Show for supertype

question

#1

I am trying to organize printing for a set of types the following way: a generic function returns a string representation, then show for the supertype just prints it. MWE:

abstract type MyAbstractFun <: Function end
Base.show(io::IO, f::MyAbstractFun) = println(io, representation(f))
struct One <: MyAbstractFun end
(::One)(x) = x+1
representation(::One) = "just adds one"

but then evaluating at the REPL (ie going through display) gives me the standard printing from Base, while show works correctly:

julia> One()
(::One) (generic function with 1 method)

julia> show(One())
just adds one

Is this a bug, or am I doing something wrong?

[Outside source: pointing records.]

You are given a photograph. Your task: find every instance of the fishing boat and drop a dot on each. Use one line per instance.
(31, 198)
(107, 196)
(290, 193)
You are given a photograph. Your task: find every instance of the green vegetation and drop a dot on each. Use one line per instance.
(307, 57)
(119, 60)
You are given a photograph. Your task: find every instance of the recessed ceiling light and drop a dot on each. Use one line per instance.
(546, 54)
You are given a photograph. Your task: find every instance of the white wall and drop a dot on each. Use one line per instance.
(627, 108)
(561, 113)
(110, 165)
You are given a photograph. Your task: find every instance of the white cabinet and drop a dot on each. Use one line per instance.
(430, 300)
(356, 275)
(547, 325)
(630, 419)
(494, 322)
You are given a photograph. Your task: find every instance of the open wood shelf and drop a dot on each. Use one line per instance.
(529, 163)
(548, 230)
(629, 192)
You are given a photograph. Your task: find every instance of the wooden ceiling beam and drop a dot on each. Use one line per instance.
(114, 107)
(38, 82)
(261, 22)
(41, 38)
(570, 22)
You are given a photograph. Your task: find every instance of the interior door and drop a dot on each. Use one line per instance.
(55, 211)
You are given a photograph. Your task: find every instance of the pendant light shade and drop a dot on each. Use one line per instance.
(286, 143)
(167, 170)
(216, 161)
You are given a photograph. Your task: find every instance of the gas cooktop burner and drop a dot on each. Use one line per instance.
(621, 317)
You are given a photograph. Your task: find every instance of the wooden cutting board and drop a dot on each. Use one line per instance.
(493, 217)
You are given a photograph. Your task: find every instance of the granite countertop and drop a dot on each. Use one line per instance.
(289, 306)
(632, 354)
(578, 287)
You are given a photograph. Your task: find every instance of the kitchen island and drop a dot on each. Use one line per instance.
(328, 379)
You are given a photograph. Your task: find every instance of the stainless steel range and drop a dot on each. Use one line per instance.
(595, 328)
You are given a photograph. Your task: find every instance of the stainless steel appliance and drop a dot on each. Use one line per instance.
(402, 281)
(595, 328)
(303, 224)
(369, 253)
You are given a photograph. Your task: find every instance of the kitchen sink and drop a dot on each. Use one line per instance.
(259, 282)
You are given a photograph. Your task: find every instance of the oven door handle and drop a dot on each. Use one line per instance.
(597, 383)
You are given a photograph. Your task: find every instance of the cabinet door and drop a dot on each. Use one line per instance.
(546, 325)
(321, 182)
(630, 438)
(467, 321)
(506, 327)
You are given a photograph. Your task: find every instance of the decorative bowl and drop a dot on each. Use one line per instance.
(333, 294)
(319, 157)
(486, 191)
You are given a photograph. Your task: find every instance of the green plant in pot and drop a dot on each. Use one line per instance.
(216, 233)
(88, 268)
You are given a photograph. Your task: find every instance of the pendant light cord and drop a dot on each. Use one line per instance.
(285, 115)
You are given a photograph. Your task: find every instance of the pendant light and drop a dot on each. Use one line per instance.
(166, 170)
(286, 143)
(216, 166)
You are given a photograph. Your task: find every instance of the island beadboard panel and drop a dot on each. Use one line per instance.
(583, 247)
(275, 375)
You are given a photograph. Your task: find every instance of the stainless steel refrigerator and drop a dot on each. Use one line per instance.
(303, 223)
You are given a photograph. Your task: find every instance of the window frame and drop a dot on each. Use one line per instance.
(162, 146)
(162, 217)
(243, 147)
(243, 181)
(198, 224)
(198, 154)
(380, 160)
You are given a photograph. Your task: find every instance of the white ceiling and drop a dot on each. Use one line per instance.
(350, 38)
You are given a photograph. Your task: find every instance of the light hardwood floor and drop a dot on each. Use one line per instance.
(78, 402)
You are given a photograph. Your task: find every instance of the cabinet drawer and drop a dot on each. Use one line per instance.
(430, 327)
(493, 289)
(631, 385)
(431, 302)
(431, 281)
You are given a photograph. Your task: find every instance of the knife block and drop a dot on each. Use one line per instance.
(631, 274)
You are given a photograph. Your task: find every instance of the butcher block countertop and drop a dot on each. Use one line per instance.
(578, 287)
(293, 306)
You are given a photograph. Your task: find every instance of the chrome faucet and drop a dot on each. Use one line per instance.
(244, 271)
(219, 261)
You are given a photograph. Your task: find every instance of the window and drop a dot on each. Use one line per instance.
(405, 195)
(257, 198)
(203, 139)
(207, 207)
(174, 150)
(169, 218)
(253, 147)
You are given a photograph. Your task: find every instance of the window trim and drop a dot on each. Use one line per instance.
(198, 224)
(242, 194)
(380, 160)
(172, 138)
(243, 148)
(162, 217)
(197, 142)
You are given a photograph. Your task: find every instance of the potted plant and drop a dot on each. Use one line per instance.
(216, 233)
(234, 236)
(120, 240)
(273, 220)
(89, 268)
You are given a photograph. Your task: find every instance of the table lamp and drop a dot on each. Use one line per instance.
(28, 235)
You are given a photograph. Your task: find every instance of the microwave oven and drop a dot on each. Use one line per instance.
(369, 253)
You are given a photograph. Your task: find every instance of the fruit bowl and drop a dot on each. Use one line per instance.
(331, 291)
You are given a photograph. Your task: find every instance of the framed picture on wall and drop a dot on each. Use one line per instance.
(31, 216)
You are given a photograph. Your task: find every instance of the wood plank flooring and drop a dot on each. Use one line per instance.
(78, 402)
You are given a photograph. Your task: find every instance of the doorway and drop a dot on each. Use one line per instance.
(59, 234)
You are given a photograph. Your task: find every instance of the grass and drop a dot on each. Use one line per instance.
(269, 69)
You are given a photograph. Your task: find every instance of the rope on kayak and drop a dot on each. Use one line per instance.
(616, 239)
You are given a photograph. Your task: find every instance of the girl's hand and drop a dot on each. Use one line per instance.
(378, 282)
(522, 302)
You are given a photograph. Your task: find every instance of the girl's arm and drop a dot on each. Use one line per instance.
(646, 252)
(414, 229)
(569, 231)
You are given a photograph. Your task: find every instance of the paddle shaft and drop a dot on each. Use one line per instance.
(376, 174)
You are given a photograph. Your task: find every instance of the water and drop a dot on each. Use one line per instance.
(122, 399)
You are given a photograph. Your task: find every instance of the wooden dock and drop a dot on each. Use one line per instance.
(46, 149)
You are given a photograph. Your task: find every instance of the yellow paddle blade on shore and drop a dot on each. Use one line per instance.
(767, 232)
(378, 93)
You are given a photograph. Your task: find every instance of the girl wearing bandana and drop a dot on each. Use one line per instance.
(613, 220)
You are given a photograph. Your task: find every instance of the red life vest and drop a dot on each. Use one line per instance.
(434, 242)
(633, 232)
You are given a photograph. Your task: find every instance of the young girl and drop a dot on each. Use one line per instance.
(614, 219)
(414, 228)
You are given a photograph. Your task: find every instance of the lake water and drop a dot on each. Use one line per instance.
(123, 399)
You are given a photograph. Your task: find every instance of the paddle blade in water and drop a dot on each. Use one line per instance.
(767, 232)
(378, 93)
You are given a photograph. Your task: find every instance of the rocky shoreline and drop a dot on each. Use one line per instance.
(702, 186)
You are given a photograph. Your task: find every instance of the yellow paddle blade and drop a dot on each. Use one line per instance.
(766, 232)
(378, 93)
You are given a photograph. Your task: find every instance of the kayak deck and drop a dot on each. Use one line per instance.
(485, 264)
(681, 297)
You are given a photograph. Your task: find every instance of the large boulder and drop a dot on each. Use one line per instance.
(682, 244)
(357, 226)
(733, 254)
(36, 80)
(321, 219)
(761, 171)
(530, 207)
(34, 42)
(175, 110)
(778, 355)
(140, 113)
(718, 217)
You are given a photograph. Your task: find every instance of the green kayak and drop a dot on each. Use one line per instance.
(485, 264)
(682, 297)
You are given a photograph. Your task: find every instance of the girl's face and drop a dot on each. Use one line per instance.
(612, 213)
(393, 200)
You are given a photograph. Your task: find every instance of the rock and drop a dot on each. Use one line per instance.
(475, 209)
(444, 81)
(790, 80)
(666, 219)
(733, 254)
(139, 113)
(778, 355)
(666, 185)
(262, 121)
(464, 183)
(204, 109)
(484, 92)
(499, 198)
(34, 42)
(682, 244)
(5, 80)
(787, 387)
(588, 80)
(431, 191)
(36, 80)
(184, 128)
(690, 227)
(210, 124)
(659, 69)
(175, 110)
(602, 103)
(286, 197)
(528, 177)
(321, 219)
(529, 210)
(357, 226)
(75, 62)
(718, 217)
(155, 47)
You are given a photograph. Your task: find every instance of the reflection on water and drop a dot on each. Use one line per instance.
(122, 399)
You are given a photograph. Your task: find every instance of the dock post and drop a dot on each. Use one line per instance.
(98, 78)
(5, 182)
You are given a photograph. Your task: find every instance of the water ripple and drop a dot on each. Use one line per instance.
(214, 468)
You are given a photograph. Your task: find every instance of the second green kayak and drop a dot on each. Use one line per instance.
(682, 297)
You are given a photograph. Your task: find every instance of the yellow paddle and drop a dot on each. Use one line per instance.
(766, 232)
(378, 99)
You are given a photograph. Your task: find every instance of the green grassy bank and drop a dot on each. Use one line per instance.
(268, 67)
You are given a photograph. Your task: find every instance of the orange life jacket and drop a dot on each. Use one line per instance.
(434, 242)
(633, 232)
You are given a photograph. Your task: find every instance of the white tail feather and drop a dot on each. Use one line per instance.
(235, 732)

REPL output for subtype of Function
#2
Base.show(io::IO, ::MIME"text/plain", f::MyAbstractFun) = println(io, representation(f))

#3

Thanks. However, the documentation is confusing since it suggests that the two-argument show method would be sufficient (which it is, when Function is not a supertype, in which case show(io::IO, ::MIME"text/plain", ::Function) is called).


#4

I’m not sure what is confusing. It says that you can change the behavior of show when e.g. it is in the repl by defining show for the mime type. And you inherit from a type that does this. If you didn’t want the functionality from the type, why did you inherit from it?


#5

The confusing part is the following: the manual suggests that show(::IO, ::MyType) be used for basic custom printing, and the 3-argument show is only necessary for multi-line formats. Which is true, except when the MyType <: T and the 3-argument show is defined for T. In which case the 2-argument show is not called by display.